Let’s save and refresh our server…hmmm…we still get an error.

Dependency error

So the dependency injection system at this point is trying to call the factory function in order to create the PhotosService. But the problem is it does not know how to get the http dependency. Angular can not access the parameter of the factory function and determine what dependencies are needed. To solve this, we need to use another property called deps. This property is an array, it take multuple dependencies needed by the photosServiceProvider(), in this case is the HttpClient.

@Component({
  selector: 'app-root',
  templateUrl: './app.component.html',
  styleUrls: ['./app.component.scss'],
  providers: [
    {
      ...
      deps: [HttpClient]
    },
  ],
})

So try it out…hmmm…we get the same error that we have at the begining, but we just wrote the provider and we know that the dependency injection system can call and get the http dependency. So what going on in here.

It’s very simple, because there is no way for Angular to link the request for the PhotosService instance to the particular injectable that we have configurally in the providers. In the constructor we are just asking for an instance of PhotosService but we are not seeing anywhere that we need the dependency link to these unique injection token.

The injection token is what uniquely identifies the dependency.

We need to request it via injection token. In order to identify the correct inject token, we are going to add an extra decorator is call @Inject(). Inside the decorator we spectify the name of the injection token that we need - @Inject(PHOTOS_SERVICE).

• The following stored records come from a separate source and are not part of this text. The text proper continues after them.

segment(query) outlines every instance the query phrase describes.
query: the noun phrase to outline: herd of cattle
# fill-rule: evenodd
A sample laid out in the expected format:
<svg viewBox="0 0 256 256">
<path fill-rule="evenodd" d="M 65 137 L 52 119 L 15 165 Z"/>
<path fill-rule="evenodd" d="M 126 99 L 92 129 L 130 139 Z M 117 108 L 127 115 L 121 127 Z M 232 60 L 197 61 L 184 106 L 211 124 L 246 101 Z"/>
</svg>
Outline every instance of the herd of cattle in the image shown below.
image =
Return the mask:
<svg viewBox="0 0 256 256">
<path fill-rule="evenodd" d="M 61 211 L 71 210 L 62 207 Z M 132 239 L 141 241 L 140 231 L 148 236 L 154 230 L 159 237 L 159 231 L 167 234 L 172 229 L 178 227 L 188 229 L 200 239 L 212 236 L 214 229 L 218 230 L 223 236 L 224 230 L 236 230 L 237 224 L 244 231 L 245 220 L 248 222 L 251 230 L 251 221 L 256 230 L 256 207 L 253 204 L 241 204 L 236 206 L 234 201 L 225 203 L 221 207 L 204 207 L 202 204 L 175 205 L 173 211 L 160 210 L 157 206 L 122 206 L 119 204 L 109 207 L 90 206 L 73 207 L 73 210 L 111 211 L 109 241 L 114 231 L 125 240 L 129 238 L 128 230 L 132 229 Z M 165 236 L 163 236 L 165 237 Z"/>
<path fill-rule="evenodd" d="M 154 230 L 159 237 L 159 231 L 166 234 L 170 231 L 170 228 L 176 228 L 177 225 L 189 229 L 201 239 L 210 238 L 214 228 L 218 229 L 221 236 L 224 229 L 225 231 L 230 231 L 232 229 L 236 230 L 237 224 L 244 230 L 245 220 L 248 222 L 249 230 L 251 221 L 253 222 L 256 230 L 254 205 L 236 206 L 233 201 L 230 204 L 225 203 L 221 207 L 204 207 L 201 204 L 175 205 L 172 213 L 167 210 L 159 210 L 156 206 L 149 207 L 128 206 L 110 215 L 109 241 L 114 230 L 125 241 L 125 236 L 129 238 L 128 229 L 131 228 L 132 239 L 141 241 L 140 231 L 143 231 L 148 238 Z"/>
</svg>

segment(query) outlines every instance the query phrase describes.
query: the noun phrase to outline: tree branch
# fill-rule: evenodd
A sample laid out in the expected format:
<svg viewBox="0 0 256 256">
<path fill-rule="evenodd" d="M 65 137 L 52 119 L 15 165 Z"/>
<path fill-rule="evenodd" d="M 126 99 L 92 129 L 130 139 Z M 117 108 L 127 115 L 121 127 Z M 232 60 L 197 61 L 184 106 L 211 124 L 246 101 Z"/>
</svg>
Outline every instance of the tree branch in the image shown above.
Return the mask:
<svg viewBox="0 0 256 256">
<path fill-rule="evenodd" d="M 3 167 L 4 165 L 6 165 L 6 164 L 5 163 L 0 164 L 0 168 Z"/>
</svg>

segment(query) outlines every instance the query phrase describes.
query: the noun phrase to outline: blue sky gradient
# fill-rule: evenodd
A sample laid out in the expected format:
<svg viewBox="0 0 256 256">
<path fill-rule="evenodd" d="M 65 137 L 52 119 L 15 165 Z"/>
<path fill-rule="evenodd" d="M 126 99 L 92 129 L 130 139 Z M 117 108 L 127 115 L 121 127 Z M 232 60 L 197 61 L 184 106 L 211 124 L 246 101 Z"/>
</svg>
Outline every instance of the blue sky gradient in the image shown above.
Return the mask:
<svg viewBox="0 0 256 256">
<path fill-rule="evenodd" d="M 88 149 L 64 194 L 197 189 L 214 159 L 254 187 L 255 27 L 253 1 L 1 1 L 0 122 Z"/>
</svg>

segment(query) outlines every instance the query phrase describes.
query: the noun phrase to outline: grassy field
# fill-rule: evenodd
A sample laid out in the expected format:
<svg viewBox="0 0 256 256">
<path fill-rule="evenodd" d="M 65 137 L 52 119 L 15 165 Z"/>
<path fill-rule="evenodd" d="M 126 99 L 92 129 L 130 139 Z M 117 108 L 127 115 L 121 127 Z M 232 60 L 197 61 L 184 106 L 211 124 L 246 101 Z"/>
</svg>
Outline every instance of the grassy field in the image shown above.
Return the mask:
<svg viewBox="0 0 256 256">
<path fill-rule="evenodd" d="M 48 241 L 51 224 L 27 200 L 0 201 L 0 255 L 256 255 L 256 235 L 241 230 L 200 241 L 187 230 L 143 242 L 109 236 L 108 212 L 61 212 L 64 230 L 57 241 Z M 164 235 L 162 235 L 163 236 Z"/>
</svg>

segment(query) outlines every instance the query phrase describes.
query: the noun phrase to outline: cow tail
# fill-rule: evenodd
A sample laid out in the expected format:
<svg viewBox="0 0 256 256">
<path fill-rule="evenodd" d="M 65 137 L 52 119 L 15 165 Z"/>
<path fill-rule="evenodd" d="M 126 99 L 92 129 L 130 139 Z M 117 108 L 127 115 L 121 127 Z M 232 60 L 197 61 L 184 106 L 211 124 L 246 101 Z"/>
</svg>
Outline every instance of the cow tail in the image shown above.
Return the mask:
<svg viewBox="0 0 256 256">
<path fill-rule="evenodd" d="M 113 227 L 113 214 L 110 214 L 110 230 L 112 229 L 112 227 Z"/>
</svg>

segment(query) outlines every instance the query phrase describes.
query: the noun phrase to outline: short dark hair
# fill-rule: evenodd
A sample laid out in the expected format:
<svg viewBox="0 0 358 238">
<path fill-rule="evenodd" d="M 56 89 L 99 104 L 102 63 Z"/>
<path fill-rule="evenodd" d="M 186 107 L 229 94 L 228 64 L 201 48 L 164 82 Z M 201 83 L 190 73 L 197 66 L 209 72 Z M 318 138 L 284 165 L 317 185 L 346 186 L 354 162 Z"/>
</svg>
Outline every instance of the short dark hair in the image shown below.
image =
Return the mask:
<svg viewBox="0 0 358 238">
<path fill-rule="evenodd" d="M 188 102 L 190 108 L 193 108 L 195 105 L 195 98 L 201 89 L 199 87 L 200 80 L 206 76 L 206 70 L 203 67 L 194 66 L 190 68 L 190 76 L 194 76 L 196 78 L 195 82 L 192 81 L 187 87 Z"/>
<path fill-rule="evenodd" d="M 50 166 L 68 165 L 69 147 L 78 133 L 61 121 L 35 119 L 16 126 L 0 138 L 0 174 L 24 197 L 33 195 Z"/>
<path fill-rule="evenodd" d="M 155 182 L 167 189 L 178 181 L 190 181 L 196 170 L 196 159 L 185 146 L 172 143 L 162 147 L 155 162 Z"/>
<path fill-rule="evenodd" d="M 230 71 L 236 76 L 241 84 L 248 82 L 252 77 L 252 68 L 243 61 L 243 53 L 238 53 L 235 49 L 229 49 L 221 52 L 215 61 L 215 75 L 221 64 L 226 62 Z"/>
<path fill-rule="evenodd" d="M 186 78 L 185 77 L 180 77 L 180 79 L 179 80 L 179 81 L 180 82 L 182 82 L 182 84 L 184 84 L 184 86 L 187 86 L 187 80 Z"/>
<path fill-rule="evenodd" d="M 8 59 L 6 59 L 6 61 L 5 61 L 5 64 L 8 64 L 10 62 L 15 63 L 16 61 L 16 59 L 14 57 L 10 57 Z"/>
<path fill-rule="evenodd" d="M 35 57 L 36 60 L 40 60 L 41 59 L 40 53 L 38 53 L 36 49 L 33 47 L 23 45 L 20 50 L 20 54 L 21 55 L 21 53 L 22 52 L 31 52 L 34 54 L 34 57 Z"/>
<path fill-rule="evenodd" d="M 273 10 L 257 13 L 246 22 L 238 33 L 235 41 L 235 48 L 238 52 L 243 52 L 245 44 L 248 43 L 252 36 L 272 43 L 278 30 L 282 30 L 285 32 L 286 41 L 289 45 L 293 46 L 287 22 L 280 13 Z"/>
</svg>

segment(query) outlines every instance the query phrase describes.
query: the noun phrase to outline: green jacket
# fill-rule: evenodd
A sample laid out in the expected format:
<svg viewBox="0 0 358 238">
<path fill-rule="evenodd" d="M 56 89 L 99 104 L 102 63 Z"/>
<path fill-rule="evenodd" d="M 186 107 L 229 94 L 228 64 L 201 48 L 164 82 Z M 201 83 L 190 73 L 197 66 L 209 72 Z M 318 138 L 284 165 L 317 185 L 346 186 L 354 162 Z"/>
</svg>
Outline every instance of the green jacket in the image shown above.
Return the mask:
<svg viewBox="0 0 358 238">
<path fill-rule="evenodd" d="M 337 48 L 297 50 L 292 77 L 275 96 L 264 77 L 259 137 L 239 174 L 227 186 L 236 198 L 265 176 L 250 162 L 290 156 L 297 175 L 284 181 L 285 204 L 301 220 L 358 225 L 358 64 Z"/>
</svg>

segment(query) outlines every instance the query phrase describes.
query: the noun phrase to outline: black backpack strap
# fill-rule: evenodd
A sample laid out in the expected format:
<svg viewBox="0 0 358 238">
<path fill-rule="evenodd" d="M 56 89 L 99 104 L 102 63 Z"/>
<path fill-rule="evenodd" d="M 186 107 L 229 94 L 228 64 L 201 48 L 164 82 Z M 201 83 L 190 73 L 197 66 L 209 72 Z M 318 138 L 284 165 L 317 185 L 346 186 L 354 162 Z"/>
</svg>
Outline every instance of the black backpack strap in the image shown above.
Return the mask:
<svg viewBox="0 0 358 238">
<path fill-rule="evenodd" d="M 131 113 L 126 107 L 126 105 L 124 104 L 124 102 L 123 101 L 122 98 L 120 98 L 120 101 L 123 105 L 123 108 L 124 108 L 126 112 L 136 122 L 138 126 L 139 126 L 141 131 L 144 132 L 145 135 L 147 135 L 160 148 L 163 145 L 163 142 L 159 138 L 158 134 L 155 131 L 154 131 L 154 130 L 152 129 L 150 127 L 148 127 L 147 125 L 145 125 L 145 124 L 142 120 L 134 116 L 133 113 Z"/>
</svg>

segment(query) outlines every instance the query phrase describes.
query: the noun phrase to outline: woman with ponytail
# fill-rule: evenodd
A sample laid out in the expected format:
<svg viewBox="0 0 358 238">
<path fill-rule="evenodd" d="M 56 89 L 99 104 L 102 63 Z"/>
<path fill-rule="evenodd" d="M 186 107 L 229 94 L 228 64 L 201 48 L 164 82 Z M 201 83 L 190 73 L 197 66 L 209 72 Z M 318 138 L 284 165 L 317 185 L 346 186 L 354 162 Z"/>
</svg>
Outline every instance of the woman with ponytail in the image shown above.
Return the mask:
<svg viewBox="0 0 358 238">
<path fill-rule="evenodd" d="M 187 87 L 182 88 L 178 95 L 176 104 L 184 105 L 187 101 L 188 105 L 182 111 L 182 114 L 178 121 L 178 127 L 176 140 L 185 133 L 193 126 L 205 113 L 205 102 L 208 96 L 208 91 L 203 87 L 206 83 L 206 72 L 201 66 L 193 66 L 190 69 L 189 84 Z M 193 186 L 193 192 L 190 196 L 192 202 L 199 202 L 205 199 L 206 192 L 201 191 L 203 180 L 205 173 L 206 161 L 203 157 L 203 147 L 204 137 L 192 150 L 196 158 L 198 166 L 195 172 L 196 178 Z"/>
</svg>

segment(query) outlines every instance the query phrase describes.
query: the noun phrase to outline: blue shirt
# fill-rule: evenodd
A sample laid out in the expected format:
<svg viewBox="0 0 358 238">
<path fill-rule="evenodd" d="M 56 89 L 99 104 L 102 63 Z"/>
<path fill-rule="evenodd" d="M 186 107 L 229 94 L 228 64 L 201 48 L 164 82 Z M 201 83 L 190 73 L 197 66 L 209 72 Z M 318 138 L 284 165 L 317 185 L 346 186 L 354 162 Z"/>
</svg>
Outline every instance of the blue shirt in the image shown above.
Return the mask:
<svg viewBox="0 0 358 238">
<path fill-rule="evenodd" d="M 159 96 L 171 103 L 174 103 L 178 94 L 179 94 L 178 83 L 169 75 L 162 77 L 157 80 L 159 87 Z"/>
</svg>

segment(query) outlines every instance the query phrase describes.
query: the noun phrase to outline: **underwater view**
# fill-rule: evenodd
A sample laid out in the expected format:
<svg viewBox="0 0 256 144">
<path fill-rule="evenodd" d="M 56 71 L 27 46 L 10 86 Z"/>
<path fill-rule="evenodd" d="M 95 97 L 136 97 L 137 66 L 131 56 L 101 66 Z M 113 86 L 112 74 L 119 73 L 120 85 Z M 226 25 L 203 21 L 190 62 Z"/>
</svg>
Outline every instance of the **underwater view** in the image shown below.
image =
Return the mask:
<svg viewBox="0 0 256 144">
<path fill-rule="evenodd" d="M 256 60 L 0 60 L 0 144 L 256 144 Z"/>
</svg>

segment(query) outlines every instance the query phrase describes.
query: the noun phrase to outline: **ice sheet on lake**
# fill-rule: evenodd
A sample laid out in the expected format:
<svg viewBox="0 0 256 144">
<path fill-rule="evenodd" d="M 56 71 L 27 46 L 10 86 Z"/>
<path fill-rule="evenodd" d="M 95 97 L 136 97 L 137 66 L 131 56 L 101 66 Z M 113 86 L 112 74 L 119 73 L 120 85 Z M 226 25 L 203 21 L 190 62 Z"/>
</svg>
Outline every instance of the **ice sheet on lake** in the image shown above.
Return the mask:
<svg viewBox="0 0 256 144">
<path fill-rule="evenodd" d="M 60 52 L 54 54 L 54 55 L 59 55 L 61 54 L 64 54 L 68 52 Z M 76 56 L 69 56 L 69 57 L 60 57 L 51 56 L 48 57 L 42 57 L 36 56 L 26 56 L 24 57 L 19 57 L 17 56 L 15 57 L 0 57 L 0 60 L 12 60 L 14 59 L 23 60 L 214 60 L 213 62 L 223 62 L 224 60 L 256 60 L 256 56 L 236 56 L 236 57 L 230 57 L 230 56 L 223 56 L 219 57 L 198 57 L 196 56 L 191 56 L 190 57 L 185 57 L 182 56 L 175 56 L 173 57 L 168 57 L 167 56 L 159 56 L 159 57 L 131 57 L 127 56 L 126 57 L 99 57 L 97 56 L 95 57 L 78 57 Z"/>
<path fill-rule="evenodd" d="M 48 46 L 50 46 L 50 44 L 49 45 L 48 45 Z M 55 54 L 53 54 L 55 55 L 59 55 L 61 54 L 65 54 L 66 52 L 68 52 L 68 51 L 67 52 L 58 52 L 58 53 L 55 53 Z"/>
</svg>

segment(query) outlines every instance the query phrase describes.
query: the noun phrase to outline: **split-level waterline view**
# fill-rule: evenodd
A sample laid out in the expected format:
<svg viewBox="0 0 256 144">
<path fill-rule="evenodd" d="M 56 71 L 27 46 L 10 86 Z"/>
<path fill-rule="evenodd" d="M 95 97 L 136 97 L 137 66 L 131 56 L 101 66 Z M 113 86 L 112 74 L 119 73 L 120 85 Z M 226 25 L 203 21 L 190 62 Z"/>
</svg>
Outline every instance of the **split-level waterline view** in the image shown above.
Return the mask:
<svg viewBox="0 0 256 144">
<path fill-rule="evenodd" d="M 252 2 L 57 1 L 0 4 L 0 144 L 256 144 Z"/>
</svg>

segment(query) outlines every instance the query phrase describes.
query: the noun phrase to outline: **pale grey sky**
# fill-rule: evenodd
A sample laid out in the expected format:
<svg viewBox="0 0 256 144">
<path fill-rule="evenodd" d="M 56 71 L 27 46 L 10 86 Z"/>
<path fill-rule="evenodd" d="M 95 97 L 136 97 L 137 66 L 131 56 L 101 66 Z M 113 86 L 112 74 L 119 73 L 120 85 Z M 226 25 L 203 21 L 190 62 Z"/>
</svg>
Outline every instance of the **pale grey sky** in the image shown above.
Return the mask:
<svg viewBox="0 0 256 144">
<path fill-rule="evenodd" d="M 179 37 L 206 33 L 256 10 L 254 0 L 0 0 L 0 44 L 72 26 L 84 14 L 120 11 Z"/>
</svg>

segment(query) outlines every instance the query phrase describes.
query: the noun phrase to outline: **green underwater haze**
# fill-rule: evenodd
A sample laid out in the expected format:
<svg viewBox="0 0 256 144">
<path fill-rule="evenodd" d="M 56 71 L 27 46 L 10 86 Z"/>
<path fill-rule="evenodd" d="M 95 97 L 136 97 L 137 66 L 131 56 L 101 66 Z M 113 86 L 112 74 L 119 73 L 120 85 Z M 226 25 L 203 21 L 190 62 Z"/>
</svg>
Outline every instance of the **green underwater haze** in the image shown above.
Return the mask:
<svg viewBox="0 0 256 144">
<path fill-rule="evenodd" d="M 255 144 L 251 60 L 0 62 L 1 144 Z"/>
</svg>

export class AppComponent implements OnInit {
  ...
  constructor(@Inject(PHOTOS_SERVICE) private photoService: PhotosService) {}

  ...
}

Summary

The dependency injection system is what allows Angular to inject the dependency into the constructor. Every dependency has internally and injection token which is a unique identifier for the dependency and a provider factory function that is called in order to create the dependency.